Definition
The set of properties that determine how an aircraft (or a part of it, such as a wing) behaves as air flows over and around it — including how much lift it produces, how much drag it creates, how it stalls, and how it responds to control inputs at various speeds and angles of attack.
Plain English
How an aircraft flies through the air — how well it lifts, how cleanly it cuts through the air, how it handles, and at what point it stops flying smoothly.
Context Anchor
Seen in structural icing discussions when describing how ice on the airplane changes performance and handling.
Derivation
From Greek 'aero' (air) and 'dynamis' (power, force). Aerodynamic literally refers to the forces of moving air. 'Characteristics' means the distinguishing features of something.
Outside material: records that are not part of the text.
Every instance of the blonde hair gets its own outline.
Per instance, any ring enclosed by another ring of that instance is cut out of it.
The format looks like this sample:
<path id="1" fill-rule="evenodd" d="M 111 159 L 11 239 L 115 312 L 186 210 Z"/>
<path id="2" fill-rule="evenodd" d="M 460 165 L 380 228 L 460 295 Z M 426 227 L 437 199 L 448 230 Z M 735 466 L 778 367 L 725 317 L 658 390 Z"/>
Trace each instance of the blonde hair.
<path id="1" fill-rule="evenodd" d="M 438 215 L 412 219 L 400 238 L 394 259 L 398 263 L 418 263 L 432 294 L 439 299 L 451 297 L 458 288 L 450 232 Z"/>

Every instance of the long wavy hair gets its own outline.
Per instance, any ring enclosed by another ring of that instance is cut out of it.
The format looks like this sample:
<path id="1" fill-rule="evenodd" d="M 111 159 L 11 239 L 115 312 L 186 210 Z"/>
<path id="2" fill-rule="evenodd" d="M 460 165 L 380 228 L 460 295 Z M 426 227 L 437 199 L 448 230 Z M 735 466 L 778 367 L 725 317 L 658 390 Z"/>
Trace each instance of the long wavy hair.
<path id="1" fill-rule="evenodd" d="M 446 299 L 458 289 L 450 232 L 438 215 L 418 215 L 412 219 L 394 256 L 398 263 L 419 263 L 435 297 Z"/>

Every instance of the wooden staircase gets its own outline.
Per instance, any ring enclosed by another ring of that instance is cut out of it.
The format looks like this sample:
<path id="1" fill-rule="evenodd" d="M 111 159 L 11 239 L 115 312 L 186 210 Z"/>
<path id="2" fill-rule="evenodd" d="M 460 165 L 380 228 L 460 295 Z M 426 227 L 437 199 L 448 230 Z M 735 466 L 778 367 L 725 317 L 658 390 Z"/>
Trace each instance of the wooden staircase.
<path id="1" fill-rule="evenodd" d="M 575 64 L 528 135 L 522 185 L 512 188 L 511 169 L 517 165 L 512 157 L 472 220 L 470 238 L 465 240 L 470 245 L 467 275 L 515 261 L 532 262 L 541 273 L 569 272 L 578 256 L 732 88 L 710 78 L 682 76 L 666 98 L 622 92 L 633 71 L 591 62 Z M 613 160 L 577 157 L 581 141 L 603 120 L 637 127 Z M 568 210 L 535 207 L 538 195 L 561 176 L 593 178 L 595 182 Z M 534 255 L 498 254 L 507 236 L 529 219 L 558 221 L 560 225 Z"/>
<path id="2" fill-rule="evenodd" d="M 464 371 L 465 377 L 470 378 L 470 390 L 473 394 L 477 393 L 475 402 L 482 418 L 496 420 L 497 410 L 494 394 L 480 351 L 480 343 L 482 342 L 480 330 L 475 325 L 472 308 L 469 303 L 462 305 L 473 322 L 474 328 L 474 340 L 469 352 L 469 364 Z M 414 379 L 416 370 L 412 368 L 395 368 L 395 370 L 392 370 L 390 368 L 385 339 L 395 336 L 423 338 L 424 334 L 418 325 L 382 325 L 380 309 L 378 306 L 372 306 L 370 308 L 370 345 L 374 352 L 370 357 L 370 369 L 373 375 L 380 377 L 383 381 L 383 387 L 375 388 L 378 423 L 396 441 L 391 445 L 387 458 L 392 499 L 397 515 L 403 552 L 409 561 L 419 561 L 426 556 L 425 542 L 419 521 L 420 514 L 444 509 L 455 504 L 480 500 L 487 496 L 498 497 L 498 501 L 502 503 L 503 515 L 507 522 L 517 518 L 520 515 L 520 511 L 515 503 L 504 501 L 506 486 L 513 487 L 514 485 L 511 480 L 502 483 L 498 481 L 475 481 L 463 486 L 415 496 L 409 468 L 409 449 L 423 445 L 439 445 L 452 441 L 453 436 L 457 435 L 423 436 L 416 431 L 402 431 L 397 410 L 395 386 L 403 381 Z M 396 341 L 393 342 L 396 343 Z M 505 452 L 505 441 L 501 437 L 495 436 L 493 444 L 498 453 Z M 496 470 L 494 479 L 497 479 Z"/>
Together: the flight behaviour produced by air moving over the aircraft.
Why Pilots Care
Ice accumulation alters these characteristics, raising stall speed and reducing control effectiveness.
Analogy
A clean wing is shaped to let air flow smoothly over it. Adding ice is like adding rough, uneven bumps to a smooth tool that depends on its shape to work correctly.
Intuition Check
Do not read characteristics as general features or personality traits of the airplane. Here it means the specific flying behavior caused by airflow over the aircraft.
Example Sentence 1
Even a thin layer of ice on the wing can alter the aircraft's aerodynamic characteristics, increasing stall speed and reducing lift.
Example Sentence 2
The pilot monitored how changing aerodynamic characteristics affected control feel after entering the icing layer.